## Introduction

Our goal here is to scrape data from [hockey-reference.com](http://hockey-reference.com). Our main goal is to scrape biographical and statistical data for every player who has played in the NHL. Along the way we will also scrape some data related to NHL franchises and team statistical data.

Let's start by importing all the dependencies we will need:

In [1]:
import pandas as pd
import requests
from bs4 import BeautifulSoup
from tqdm import tqdm
import pickle
import re
import sqlalchemy
from sqlalchemy import types

And let's open a connection to the MySQL database:

In [2]:
engine = sqlalchemy.create_engine('mysql+mysqlconnector://nhl:hockey@127.0.0.1:3306/nhl')

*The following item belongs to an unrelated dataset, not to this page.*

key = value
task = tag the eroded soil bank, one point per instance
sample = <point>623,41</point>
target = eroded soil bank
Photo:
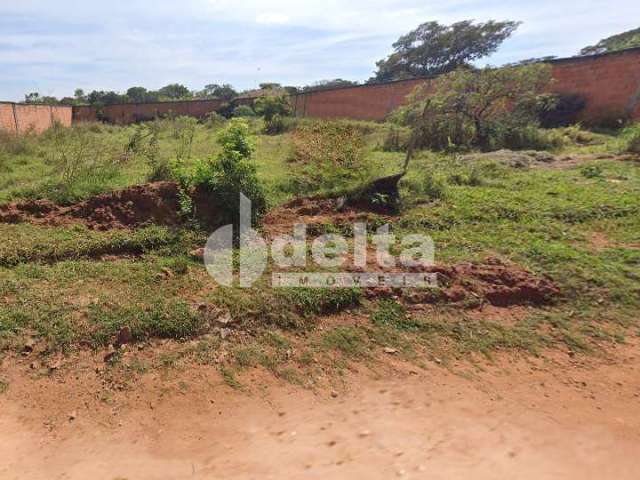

## Scraping Franchise Data with Beautiful Soup

First we note that the pandas DataFrame.read_html method isn't sufficient for our problem:

In [3]:
dfs = pd.read_html('https://www.hockey-reference.com/teams/')

This gives two DataFrames corresponding to active and defunct franchises. However, since each franchise can have multiple team names (and hence multiple rows in the table), this makes formatting impossible. For instance, there is no way to tell here that 'Mighty Ducks of Anaheim' is a subset of 'Anaheim Ducks' — it appears to be its own franchise. We've also lost URL href information, which will be necessary to continue our web scraping:

In [4]:
dfs[0].head()

Unnamed: 0,Franchise,Lg,From,To,Yrs,GP,W,L,T,OL,PTS,PTS%,Yrs Plyf,Div,Conf,Champ,St Cup
0,Anaheim Ducks,NHL,1993,2020,26,2055,973,804,107.0,171.0,2224,0.541,14,6,2,1.0,1.0
1,Anaheim Ducks,NHL,2006,2020,14,1103,592,377,,134.0,1318,0.597,10,6,1,1.0,1.0
2,Mighty Ducks of Anaheim,NHL,1993,2006,12,952,381,427,107.0,37.0,906,0.476,4,0,1,0.0,0.0
3,Arizona Coyotes,NHL,1979,2020,40,3178,1311,1442,266.0,159.0,3047,0.479,20,1,0,0.0,0.0
4,Arizona Coyotes,NHL,2014,2020,6,480,190,236,,54.0,434,0.452,1,0,0,0.0,0.0


Thus, we will use Beautiful Soup to download the table by its individual elements. This way we can create separate columns ('Franchise','TeamName'), e.g. ('Mighty Ducks of Anaheim', 'Anaheim Ducks). We also pull the team's hockey-reference.com abbreviation, for use in further web scraping:

In [5]:
page = requests.get('https://www.hockey-reference.com/teams/')
soup = BeautifulSoup(page.text, 'html.parser')

In [6]:
table_names = ['active_franchises','defunct_franchises']
franch_dfs = []

for table_name in table_names:
    franch_soup = soup.find(id=table_name)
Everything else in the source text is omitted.